Planting season is a slow time for me and literacy classes in rural Congo. If they don’t stop altogether for those weeks, they usually slow down to maybe a review class per week to keep students from forgetting. In cities, people like following the academic calendar. So we throw a big International Literacy Day celebration in Kinshasa every year for publicity purposes and to encourage participants. This year we will celebrate 10 years of working together. We’ve got a refresher seminar for teachers planned for this weekend in Kinshasa and are working on the details for a teacher-training in Boma, a port city near the ocean.

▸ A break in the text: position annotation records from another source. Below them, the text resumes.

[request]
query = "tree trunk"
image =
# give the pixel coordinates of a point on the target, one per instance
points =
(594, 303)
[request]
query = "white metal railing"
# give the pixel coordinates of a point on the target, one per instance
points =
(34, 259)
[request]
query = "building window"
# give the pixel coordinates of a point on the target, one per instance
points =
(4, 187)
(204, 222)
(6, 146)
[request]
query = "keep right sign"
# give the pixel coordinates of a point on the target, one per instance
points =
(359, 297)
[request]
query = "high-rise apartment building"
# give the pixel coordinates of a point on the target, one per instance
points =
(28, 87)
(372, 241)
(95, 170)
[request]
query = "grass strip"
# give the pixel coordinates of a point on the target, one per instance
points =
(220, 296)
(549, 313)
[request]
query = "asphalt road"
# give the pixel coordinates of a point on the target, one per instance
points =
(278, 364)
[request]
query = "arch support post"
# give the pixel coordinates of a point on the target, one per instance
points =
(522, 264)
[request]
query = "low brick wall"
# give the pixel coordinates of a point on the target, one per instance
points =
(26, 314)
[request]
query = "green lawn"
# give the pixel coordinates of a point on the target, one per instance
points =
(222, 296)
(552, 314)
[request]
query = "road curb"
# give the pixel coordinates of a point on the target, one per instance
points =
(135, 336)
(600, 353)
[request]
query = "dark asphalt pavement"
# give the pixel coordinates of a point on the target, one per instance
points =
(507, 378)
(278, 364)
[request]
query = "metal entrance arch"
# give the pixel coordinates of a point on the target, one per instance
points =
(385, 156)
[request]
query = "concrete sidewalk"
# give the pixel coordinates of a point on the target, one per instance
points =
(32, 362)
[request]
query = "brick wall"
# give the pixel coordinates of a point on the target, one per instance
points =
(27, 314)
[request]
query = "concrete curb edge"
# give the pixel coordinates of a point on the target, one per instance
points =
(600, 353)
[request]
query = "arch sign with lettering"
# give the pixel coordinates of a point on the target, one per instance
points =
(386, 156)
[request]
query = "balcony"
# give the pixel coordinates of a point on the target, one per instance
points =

In the meantime, my hands are full preparing and selling garden seeds. In the 80s Lusekele was the main garden seed source for all of Bandundu province, and, though Center attention has moved to other things, it is remembered and people still ask for seeds from Lusekele agents. Dry season is prime time for vegetable gardens, when people can’t forage for wild greens and manioc greens get scarce and tough.
One doesn’t make much money selling seed at the prices village people are willing to buy them at (4-9 cents/ package), but I see it as a service. In the past 2 months I’ve prepared and sold somewhere around 550 packages of seeds for amaranth greens, bilolo (a popular broad-leafed green in the eggplant family), chili peppers, tomato and malabar spinach. I’ve not been able to supply requests for collard seeds, cabbage, okra, eggplant and celery seeds. In the case of celery, the seed viability in our heat and humidity is too short for unrefrigerated seeds.
My most enthusiastic customers are Vanga Hospital patients and their helpers, from all over the region. I get mobbed every time I go there. As I sell, I dispense gardening advice: prepare a special seedbed for your seeds up off the ground so that wandering chickens, goats, pigs or grasshoppers don’t kill the majority of sprouts before they get strong enough, and so that you can take better care of them.